Im gonna do Cathayan Wood Elves, and here are the miniatures im gonna use, wanna hear your opinions. im having dryads and other tree people spryed over with stone spray, to make it look like they are enchanted statues.
Lord-to its respective mount, Ill use a model for it. (example:wood elf lord on warhawk, ill use the model im gonna use for the warhawk rider.)
Wardancer Lord-Nice looking model of what Ill use for my Wardancer
WayWatcher Lord-same as wardancer lord, except with a waywatcher.
glade guard(not using bows)-Empire State Troops
glade guard(bows)-peaseant bowmen
glade riders-glade riders with state troops heads
dryad-empire militia(sprayed with stone spray to make it look like stone)
Eternal Guard-High Elf Archers(use greenstuff to cover mouths)
Wardancer-Dark Elf Shades(use greenstuff to cover mouths)
Warhawk Rider-Same, but cover the hawk with greenstuff shaped like fire, to make it look like a pheonix)
Tree Kin-Ushabti(sprayed to look like stone)
Wild Riders-Empire Pistoliers(gun shaved down on the bottom, to look like a sword.)
Treeman-Giant(sprayed with stone spray)
Great Eagle-normal(use greenstuff over it to look like fire, like a pheonix)
what do you think?
So, you're basically thinking of making an entire army of animated garden statues? Very unique, and should be quite cool looking.
But, I recommend against using stone spray. While the look would be quite cool, it is a pretty thick paint and would render most models nothing more than speckled blobs. Most all of the detail would be lost.
Have you thought about using more traditional painting methods? Drybrushing is actually a very quick and easy, not to mention perfect, method for this kind of project.
Also Inking and blotting can make for some really cool marble effects for your characters.
What would that include? I dont know much of painting tatics.

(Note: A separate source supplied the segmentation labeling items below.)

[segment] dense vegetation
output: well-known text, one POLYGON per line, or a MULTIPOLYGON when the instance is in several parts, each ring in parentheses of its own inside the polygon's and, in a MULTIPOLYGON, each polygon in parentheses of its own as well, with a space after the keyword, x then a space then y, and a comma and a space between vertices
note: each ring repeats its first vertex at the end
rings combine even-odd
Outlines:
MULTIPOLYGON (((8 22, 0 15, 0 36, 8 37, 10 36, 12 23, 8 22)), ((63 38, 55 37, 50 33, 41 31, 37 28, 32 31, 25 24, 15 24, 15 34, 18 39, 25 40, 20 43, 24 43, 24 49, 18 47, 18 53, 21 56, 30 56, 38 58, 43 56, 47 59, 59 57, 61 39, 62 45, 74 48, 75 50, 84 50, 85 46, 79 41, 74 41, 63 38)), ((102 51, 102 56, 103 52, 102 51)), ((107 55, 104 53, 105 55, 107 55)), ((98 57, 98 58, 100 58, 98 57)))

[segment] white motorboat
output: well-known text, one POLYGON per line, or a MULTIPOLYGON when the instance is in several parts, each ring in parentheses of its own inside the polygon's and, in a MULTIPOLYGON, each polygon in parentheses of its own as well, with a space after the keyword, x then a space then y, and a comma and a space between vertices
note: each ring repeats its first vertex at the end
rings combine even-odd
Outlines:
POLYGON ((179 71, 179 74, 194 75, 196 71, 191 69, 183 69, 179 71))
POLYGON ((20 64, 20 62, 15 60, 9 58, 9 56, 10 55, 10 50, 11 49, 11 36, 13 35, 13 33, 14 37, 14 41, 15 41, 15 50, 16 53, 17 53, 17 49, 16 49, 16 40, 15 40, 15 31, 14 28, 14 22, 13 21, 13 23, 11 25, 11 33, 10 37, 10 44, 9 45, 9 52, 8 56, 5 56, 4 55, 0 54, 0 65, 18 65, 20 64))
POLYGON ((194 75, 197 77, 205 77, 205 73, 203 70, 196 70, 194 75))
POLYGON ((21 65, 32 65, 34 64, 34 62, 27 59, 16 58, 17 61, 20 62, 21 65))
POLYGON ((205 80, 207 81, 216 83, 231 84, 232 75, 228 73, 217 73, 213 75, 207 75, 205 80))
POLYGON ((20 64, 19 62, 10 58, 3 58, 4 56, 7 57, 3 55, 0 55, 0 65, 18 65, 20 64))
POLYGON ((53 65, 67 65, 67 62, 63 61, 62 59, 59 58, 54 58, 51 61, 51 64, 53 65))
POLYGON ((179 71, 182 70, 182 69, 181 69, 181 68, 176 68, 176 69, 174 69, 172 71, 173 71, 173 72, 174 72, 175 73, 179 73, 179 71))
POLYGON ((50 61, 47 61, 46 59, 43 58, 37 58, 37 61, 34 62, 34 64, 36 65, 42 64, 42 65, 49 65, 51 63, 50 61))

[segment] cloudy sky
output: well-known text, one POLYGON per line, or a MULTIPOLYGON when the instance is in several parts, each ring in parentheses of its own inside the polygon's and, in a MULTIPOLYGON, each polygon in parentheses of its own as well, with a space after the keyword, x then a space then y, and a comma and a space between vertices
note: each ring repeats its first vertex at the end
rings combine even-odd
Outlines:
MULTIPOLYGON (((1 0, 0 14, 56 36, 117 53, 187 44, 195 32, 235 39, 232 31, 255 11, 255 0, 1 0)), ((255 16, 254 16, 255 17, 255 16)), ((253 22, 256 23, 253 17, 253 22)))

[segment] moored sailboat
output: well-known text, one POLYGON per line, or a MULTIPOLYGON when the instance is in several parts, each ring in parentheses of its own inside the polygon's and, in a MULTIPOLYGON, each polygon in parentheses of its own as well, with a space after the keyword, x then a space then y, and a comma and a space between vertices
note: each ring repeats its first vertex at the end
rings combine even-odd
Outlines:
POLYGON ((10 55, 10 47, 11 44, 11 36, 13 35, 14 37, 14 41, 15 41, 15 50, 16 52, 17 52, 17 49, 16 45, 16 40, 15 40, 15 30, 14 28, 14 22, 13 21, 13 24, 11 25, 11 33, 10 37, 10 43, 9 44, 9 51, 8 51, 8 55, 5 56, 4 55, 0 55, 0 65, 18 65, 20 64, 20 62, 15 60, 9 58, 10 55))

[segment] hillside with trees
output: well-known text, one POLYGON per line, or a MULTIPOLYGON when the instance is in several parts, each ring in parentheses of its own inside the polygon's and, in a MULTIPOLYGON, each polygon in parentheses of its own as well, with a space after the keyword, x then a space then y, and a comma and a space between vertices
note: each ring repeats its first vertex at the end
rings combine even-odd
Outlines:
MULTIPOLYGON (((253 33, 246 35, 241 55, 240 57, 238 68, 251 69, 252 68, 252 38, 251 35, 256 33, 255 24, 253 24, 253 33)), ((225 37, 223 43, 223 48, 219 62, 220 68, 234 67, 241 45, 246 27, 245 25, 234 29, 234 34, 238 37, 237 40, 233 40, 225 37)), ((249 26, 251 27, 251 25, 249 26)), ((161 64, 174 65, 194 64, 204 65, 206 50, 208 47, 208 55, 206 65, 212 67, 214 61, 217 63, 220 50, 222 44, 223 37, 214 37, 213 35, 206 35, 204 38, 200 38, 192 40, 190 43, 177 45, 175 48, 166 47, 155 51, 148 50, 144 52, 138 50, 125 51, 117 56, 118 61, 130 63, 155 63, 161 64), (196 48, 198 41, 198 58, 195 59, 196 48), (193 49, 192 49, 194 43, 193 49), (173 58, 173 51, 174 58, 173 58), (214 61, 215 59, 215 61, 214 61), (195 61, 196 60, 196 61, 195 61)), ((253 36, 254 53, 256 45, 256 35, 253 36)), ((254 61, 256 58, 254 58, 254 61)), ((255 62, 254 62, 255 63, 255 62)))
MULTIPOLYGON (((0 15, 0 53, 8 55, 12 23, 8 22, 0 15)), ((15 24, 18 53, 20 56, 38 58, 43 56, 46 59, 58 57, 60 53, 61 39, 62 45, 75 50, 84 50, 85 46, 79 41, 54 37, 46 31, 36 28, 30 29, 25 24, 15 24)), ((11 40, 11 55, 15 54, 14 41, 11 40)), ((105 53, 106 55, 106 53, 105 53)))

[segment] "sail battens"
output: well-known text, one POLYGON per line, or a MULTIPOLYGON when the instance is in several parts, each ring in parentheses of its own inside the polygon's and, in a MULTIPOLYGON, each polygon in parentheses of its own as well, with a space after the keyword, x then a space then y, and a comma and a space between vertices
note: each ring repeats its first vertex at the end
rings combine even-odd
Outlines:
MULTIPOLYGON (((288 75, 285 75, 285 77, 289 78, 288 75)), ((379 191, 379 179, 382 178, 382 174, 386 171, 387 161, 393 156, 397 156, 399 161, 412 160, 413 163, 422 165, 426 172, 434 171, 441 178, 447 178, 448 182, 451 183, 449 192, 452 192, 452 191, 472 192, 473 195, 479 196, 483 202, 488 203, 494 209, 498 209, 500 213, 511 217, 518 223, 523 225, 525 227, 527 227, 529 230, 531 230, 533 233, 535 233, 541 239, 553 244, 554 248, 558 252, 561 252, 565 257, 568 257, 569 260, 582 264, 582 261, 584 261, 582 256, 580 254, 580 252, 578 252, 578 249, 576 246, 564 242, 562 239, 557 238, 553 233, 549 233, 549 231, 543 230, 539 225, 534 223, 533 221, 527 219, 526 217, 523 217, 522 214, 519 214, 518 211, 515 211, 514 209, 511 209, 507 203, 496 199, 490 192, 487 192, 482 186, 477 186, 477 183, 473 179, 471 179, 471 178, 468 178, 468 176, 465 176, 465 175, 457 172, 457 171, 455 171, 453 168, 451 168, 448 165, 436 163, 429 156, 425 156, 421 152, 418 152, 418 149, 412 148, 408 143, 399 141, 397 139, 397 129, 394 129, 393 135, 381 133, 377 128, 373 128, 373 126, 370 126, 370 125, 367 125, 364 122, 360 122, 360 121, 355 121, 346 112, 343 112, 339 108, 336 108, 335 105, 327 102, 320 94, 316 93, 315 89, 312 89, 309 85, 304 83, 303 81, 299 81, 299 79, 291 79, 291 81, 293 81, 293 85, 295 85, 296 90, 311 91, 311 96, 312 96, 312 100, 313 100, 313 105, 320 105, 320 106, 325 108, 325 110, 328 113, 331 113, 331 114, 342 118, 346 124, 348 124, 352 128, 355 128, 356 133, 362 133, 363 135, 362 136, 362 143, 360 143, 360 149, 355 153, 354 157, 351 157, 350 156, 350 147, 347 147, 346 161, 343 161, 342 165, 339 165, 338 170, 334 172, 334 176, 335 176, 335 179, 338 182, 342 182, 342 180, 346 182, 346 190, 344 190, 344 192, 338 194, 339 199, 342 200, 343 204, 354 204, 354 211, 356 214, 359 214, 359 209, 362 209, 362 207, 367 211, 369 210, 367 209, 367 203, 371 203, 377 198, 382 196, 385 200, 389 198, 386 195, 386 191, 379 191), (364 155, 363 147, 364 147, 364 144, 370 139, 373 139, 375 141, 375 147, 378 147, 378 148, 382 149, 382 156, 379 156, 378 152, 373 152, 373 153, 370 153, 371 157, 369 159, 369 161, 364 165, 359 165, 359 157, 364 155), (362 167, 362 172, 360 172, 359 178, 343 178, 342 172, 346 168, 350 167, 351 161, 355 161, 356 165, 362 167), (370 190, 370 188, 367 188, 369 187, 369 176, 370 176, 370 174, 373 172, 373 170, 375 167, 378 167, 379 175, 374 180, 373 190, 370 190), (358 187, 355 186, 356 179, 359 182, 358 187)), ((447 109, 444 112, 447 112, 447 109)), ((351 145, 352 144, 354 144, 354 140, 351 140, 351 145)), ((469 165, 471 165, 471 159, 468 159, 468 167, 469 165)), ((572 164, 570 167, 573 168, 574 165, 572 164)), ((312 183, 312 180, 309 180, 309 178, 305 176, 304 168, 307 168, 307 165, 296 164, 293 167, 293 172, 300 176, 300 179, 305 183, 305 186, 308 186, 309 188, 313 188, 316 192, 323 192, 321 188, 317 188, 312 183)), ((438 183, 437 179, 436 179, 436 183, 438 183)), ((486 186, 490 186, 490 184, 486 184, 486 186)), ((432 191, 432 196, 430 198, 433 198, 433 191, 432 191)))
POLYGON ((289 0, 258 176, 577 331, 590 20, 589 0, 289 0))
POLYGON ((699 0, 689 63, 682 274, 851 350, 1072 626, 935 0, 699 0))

If you were to prime the entire model black, then give it a dark grey drybrush, followed by a lighter drybrush of a medium grey with a tint of green, then followed by an even lighter drybrush of a lighter grey. That would work well for standard grey stone, and it could be adjusted to fit brown stone or even other naturally occuring colors.
For marble, I just use a light grey basecoat and draw several lines in a crisscrossing pattern, though keeping the lines at an angle and seemingly 'natural'. Then I layer on a coat of ink straight from the bottle (or slightly diluted for darker colors). When dry, I layer on another coat of ink until I like the 'depth' of the color.
I should be able to get an example of my green marble tomorrow.